In this video, we will learn how to distinguish between the speed and the velocity at which an object moves between two points.

09:29

### Video Transcript

In this video, we will learn how to distinguish between the speed and the velocity at which an object moves between points. To get started, imagine we have an object and that this object moves along a curved path. The object ends up here, and we can say the distance the object traveled is the length of this curved arc. On the other hand, if we drew in the object’s displacement, that would look like this.

Notice that displacement is a vector. The direction of the arrow shows us the overall direction of object motion. We also see that displacement is measured as a straight-line distance between a starting and ending position. Displacement and distance are quite different from one another. That difference is important when we talk about the speed of this object compared to its velocity. Object speed is defined as a distance traveled divided by the time taken to travel that distance. Just as distance is a scalar quantity, so is speed. Velocity is different. It’s equal to displacement divided by time. And since displacement is a vector, velocity is too.

We can now compare the speed of this object to its velocity. When we figure out its speed, the amount of time we would use would be equal to the amount of time we would use to figure out its velocity. Therefore, the difference between this object’s velocity and speed comes down to the differences between its displacement and distance traveled. Because our object is following a curved path, the distance that it travels is greater than the magnitude of displacement. In this particular case then, we can say that our object’s speed is greater than the magnitude of its velocity.

And then, as we said, another difference between speed and velocity is that velocity is a vector. Speed, which depends on distance and time, is a scalar quantity. Whenever a moving object follows a curved path, like our object does here, this statement will be true. The object’s speed will always be greater than the magnitude of its velocity. On the other hand, if we have an object that moves in a straight line, then the distance traveled by the object will equal the magnitude of its displacement.

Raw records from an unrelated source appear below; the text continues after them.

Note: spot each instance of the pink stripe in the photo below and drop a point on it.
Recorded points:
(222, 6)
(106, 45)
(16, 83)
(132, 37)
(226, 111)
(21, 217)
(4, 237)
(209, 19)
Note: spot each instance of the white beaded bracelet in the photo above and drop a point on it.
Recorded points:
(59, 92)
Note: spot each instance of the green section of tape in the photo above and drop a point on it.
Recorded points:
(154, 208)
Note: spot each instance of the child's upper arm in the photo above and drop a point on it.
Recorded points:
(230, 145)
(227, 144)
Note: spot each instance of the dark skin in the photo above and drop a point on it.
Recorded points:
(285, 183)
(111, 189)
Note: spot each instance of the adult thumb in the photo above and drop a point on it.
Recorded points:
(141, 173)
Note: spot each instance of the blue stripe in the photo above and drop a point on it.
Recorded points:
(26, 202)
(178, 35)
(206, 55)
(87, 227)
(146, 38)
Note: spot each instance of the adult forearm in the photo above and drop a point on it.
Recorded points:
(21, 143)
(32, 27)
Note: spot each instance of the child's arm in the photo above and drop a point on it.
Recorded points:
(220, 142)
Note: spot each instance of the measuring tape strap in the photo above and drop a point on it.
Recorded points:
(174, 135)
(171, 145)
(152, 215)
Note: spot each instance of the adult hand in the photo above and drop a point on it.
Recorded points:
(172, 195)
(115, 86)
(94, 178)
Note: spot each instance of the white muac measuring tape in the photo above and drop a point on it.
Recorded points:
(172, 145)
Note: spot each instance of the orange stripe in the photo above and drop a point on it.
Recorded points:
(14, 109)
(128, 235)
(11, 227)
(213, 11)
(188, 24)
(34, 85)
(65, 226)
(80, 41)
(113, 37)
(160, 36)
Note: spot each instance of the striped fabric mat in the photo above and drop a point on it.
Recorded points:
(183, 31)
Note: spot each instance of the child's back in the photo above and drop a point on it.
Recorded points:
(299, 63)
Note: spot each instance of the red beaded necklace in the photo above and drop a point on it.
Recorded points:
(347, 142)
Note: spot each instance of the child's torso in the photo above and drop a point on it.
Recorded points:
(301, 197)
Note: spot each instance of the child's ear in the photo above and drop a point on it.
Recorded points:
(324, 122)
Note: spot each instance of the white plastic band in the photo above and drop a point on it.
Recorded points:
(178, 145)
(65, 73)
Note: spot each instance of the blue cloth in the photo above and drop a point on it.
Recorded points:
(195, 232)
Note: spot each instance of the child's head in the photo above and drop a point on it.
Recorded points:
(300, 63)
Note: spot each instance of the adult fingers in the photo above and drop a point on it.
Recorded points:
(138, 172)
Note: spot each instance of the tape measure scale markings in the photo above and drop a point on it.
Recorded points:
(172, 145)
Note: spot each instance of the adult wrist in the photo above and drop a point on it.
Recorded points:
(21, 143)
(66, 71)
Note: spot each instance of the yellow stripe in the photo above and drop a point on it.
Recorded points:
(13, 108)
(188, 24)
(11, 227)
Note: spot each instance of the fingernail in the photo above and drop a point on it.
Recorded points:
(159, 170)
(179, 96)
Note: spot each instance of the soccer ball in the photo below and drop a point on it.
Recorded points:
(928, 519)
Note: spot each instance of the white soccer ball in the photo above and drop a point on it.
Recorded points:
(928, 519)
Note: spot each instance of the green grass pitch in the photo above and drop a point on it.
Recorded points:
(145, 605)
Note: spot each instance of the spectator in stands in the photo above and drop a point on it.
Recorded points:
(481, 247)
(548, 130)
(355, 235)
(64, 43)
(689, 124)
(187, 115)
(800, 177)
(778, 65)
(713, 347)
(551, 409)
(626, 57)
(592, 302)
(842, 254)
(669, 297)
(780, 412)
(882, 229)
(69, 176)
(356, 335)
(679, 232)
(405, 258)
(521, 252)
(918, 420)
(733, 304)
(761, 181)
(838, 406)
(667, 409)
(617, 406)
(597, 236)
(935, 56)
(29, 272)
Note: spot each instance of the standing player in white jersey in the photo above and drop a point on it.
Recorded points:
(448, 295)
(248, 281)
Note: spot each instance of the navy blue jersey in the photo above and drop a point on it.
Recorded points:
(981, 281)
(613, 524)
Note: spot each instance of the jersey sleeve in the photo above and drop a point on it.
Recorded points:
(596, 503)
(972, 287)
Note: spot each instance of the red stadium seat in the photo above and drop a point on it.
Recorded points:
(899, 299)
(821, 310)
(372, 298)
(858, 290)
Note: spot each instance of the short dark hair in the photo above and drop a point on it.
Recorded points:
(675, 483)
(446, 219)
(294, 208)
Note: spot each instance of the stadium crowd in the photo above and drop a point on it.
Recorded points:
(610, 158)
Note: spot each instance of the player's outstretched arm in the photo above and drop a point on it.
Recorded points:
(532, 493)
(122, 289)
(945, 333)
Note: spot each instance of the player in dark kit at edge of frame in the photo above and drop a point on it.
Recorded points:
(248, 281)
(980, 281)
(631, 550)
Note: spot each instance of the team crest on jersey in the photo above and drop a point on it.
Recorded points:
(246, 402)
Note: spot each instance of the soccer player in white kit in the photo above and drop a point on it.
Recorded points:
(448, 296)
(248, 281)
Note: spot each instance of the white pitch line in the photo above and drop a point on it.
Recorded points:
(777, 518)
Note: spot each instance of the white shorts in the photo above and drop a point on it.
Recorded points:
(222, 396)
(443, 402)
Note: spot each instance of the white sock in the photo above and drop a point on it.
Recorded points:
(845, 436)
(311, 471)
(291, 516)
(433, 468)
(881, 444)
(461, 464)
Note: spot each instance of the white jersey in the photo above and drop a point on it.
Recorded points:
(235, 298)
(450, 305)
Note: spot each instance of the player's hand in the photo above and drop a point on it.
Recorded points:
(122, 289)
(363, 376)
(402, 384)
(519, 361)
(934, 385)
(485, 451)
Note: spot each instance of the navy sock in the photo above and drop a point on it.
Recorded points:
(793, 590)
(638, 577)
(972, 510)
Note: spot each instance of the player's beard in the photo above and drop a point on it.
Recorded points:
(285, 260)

For a straight-line path where an object never changes direction, speed is equal to the magnitude of velocity. This is so because, as before, the time we used to calculate these two terms is the same. Knowing all this about speed and velocity, let’s look at some examples.

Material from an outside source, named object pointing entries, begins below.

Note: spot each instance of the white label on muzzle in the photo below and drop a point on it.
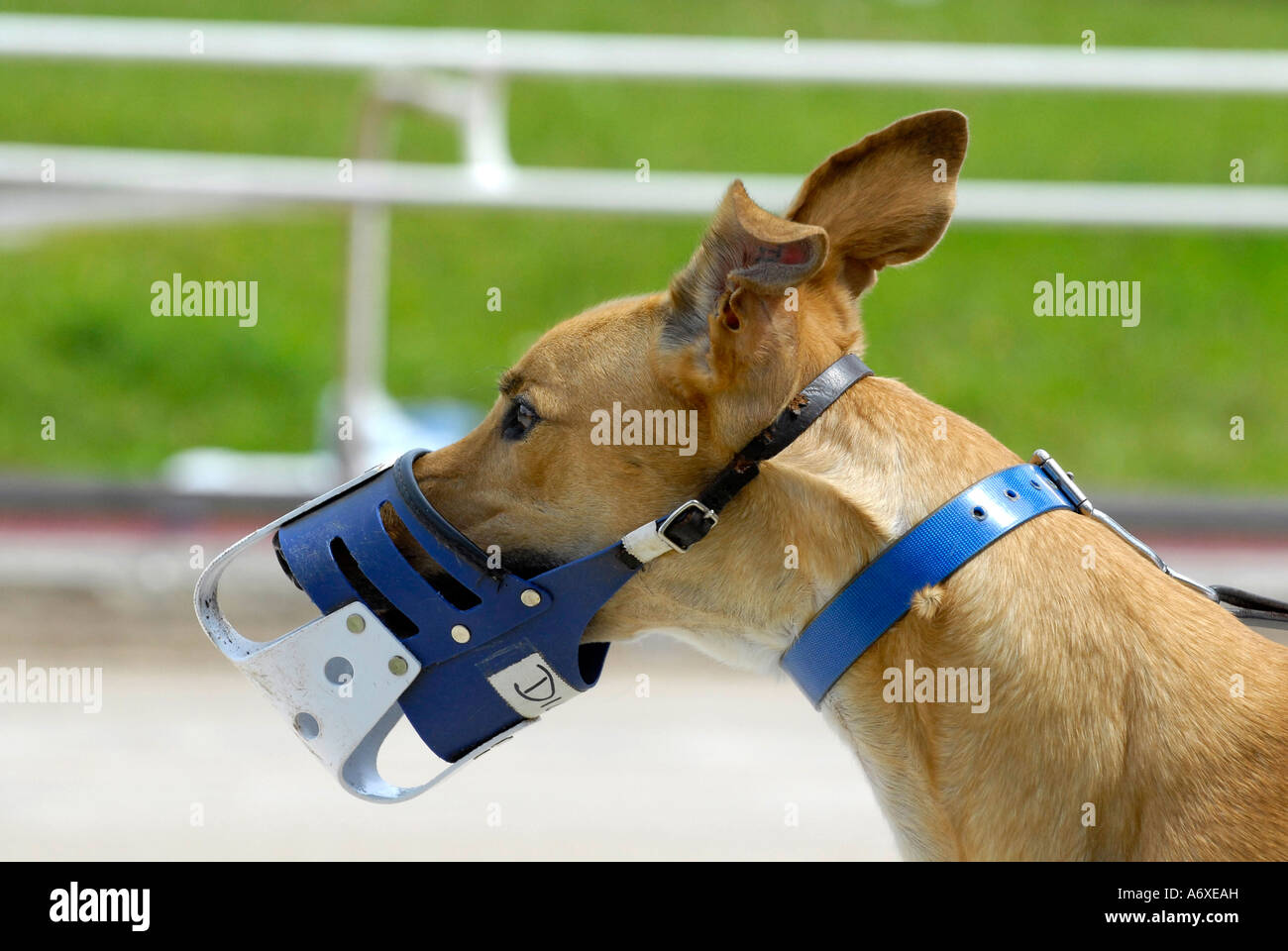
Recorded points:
(531, 686)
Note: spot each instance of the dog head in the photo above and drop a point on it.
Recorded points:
(619, 414)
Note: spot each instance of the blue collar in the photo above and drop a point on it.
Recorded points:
(930, 553)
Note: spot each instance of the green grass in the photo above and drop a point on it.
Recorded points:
(1141, 407)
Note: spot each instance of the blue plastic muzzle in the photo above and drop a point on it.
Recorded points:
(494, 648)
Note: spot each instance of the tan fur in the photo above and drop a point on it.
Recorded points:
(1109, 686)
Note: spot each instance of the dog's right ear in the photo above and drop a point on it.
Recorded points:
(887, 198)
(729, 309)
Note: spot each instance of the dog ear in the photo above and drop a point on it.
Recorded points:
(733, 304)
(887, 198)
(745, 252)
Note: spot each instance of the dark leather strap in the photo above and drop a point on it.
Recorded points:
(1248, 606)
(798, 416)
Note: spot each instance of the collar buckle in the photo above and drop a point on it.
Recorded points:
(709, 519)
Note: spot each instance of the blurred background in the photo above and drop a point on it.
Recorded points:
(175, 435)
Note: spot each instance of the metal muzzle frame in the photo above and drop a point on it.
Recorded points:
(413, 622)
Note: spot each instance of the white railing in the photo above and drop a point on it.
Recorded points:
(462, 73)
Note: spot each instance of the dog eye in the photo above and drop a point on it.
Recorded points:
(518, 420)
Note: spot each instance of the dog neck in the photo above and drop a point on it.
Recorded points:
(1080, 668)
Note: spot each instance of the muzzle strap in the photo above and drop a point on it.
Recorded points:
(692, 521)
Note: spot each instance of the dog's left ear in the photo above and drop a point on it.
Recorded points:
(887, 198)
(734, 299)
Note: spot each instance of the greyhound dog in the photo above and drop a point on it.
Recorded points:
(1113, 729)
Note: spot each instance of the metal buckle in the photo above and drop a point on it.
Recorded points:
(707, 515)
(1063, 479)
(1064, 482)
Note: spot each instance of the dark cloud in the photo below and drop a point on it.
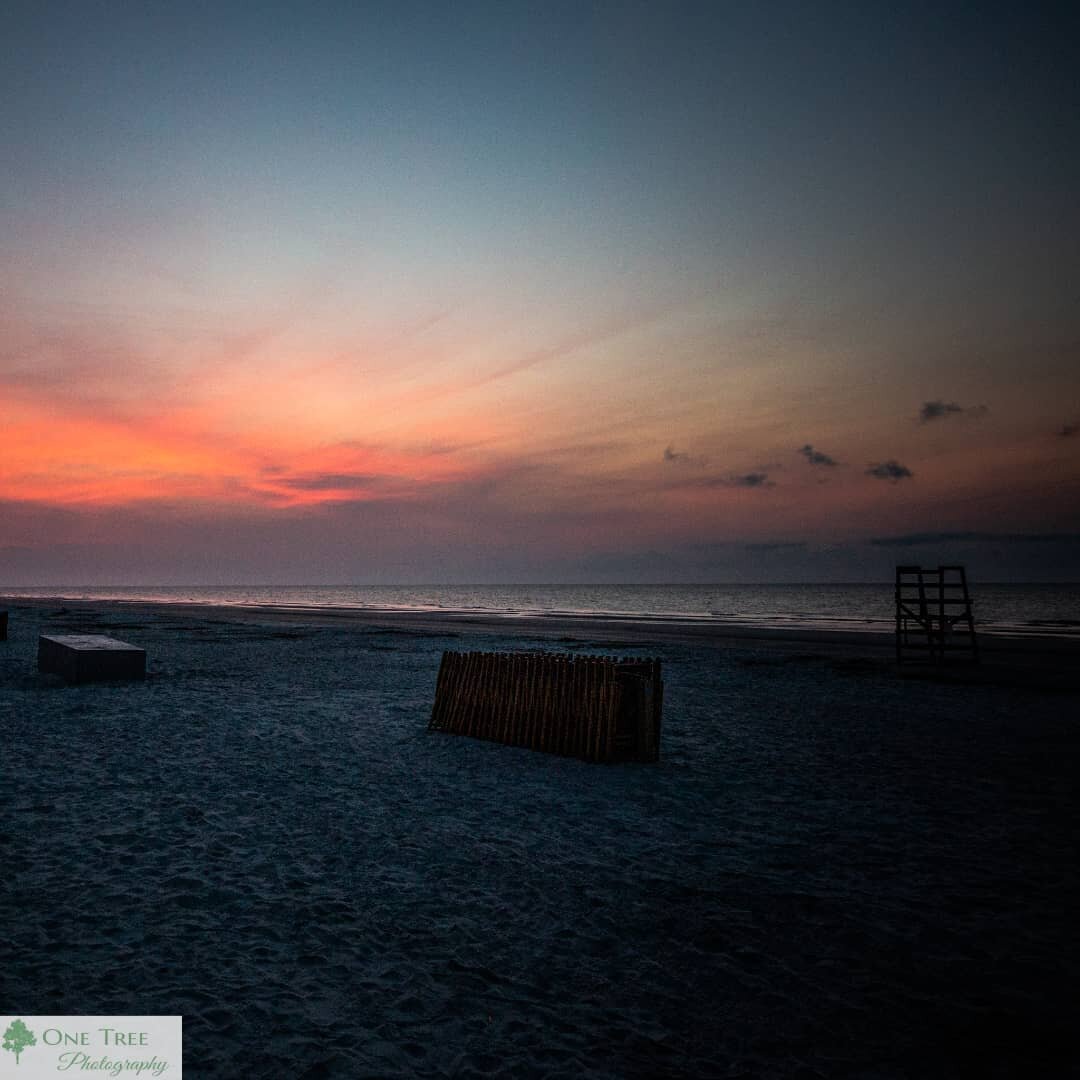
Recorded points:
(815, 457)
(939, 409)
(332, 482)
(917, 539)
(888, 470)
(770, 545)
(752, 480)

Two aircraft fly along the path shown, each flying for the same amount of time. Which color arrow shows the path of the aircraft with greater speed? (A) The blue arrow, (B) the green arrow, (C) the speeds are the same.

In our diagram, we see these two moving aircraft. The one following the blue arrows moves like this, and the aircraft following the green arrow like this. To determine which aircraft has the greater speed, let’s recall that, in general, the speed of an object equals the distance that object travels divided by the time taken to cover that distance. In our question, we’re told that each of these aircraft flies for the same amount of time. This means the aircraft with the greater speed will be the one that travels the greater overall distance.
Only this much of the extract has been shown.